Increase in the prevalence of Gram’s negative pathogens that are resistant to Fluoroquinolones and Aminoglycosides as well as all β-lactams, including Carbapenems, Monobactam, Cephalosporins and broad-spectrum Penicillin, has prompted the reconsideration of Colistin as a valid therapeutic option [8]. Gram’s negative bacteria can develop resistance to Colistin through mutation or adaptation mechanisms. Mutation is inherited, low-level, and independent of the continuous presence of the antibiotic, whereas adaptation is the opposite. Studies of polymyxin-resistant Pseudomonas aeruginosa strains have suggested that alterations of the outer membrane of the bacterial cell (reduction in LPS, reduced levels of specific outer membrane proteins, reduction in cell envelope Mg+2 and Ca+2 contents, and lipid alterations) are related to the development of resistance. In addition, a recent study in Yersinia species demonstrated that an efflux pump/potassium system may be associated with resistance to polymyxin B. Although enzymatic resistance of bacteria to Colistin has not been reported, it is interesting that Bacillus polymyxa subspecies colistinus produces colistinase that inactivates Colistin [9].
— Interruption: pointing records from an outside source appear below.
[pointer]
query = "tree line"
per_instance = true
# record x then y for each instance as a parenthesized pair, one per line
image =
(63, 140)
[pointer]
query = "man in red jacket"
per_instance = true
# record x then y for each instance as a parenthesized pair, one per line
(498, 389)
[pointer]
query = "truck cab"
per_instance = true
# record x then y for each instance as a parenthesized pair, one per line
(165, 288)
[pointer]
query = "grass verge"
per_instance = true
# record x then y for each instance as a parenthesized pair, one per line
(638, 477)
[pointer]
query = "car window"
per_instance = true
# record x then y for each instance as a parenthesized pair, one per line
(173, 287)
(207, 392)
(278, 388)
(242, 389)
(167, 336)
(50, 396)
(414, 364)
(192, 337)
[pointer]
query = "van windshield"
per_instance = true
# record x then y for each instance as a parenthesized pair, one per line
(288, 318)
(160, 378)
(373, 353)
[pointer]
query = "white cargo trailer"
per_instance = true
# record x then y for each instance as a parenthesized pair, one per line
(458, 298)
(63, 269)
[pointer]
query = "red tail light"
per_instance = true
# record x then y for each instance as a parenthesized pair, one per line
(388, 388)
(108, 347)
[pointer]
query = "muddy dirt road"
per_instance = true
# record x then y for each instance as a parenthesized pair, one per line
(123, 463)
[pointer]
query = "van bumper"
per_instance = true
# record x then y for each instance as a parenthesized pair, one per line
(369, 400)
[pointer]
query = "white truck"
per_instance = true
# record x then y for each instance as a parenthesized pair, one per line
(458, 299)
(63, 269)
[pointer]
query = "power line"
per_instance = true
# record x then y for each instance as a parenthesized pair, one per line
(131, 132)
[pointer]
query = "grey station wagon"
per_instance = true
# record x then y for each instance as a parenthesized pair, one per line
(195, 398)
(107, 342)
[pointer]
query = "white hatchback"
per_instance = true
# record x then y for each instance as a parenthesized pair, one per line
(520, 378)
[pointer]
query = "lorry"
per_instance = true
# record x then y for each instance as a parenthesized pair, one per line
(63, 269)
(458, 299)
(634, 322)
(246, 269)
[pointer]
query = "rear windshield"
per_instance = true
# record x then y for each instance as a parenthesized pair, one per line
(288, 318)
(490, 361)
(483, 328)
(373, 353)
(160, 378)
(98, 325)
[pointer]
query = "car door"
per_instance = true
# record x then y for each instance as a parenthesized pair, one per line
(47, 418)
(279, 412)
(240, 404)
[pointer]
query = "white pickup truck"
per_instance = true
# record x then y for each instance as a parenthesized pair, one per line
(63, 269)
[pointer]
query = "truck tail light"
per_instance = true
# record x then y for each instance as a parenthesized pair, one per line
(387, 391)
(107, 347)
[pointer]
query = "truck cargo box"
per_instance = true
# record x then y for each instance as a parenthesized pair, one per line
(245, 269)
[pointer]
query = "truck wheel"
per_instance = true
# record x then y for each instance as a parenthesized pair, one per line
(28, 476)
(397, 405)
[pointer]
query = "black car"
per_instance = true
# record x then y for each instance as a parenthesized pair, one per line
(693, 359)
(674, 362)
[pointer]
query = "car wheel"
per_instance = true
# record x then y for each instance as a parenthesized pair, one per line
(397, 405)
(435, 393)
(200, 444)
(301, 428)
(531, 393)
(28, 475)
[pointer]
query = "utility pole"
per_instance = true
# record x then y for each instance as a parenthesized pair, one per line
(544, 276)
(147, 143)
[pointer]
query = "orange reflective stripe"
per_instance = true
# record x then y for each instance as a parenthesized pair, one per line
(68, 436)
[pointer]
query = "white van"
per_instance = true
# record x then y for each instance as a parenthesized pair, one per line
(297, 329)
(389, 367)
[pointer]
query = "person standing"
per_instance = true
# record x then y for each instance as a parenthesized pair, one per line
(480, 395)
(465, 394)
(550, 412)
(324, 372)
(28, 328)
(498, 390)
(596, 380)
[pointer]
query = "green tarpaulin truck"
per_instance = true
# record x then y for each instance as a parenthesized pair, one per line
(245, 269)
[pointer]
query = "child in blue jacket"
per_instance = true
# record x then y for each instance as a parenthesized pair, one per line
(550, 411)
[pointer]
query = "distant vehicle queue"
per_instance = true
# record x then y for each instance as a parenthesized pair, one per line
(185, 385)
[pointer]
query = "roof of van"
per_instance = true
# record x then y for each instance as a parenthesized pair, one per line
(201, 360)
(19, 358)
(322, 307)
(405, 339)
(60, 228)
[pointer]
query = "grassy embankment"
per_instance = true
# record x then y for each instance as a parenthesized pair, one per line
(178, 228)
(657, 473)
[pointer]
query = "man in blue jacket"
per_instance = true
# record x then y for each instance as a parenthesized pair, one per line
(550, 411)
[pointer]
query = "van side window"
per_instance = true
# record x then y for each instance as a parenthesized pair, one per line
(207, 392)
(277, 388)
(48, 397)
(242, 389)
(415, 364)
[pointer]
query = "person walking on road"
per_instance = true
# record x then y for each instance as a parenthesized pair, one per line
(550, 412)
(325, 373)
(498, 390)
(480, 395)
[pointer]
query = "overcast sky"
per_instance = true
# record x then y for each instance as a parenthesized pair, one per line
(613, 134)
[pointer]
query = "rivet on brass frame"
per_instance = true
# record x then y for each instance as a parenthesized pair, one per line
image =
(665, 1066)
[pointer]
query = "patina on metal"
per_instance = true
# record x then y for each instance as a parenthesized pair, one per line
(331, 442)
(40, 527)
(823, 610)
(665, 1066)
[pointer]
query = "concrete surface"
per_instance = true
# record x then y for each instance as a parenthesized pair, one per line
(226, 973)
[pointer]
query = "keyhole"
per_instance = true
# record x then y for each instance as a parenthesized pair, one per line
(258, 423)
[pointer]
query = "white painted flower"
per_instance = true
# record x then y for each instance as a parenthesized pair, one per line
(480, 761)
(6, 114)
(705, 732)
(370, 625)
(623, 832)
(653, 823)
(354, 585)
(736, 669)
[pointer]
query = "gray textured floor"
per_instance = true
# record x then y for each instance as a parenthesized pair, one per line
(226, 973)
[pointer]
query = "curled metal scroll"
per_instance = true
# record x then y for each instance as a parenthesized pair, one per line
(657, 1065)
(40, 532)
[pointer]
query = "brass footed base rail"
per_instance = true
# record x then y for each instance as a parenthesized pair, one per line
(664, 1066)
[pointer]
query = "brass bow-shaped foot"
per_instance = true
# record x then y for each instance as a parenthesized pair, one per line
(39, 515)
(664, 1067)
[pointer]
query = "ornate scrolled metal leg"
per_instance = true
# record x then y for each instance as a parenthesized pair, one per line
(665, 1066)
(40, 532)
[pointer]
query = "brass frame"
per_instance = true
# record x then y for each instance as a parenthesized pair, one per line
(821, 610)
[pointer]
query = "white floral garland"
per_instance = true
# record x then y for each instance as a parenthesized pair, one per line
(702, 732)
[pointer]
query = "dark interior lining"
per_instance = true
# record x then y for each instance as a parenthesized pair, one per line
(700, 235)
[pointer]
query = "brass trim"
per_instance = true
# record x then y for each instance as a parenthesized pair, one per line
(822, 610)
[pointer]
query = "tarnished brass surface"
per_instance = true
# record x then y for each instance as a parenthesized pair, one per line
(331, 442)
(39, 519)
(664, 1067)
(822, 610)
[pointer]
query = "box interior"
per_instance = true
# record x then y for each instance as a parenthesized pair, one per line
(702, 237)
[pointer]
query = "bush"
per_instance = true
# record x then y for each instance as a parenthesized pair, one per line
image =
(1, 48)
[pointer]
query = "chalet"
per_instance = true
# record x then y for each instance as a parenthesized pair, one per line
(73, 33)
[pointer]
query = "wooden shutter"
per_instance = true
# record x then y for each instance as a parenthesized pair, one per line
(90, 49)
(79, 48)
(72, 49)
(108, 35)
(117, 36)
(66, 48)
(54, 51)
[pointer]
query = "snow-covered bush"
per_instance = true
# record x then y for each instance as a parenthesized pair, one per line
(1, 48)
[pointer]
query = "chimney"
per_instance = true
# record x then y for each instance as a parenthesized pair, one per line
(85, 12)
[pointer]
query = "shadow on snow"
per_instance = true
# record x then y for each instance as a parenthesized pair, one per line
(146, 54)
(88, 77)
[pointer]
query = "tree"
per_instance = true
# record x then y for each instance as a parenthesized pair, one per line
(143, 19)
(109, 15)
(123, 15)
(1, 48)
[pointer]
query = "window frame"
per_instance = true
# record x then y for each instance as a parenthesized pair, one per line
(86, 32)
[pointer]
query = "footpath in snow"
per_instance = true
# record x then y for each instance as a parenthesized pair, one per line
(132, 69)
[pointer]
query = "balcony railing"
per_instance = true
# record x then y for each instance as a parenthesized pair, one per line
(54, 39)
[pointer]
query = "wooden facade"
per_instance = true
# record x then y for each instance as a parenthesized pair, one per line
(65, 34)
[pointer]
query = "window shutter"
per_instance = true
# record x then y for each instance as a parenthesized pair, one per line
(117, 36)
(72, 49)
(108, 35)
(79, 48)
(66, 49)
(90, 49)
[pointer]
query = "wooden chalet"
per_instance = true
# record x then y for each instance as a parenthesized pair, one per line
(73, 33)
Colistin is an old-generation antimicrobial agent; however, because it is one of the few agents that remain effective against multidrug-resistant Gram’s negative bacteria (e.g., carbapenem-resistant Pseudomonas aeruginosa and Enterobacteriaceae), its clinical usefulness is being increasingly recognized [10], among the most clinically significant multidrug-resistant bacteria are carbapenemase-producing Enterobacteriaceae. Because these bacteria usually remain susceptible to polymyxins, because of their potential toxicity, interest in polymyxins (colistin and polymyxin B) has been renewed worldwide. However, the increasing use of colistin explains why acquired Colistin resistance may now be added to the carbapenem resistance trait in Enterobacteriaceae [11]. Previous reports have described the mechanisms of Colistin resistance as being chromosomally mediated and not associated with horizontal gene transfer. However, from 2011 through 2014, a plasmid-encoded Colistin-resistance gene was identified in Colistin-resistant Escherichia coli isolated in China, particularly from animals, and 1% of hospitalized human patients [11,12].
For identification of polymyxin resistance in Enterobacteriaceae, they used many tests either by Antibiotic susceptibility testing that performed per CLSI guidelines (dick diffusion methods, dilution methods and E test) or by genotypes (PCR Amplification and Sequencing) [13].
Prevention of antibiotic resistance
Antimicrobial agents have been greatly important cornerstones of clinical medicine since the second half of the 20th century and have saved a great number of people from life threatening bacterial infections. However, the last decade of the 20th century and the first decade of the 21th century have witnessed the emergence and spread of antibiotic resistance in pathogenic bacteria around the World, and the consequent failure of antibiotic therapy, especially in intensive care units (ICUs), which has led to hundreds of thousands of deaths annually [14].
Antibiotic resistance occurs when bacteria outsmart drugs [15]. Everyone has a role in helping to prevent antibiotic resistance. Canadians and healthcare professionals must work together to reduce its impacts on our health and healthcare system [16].
The doctors, nurses, veterinarians and other health workers must be aware that do not prescribe or dispense antibiotics unless they are truly necessary and you have made all efforts to test and confirm which antibiotic your human patient or the animal you are treating should have [17].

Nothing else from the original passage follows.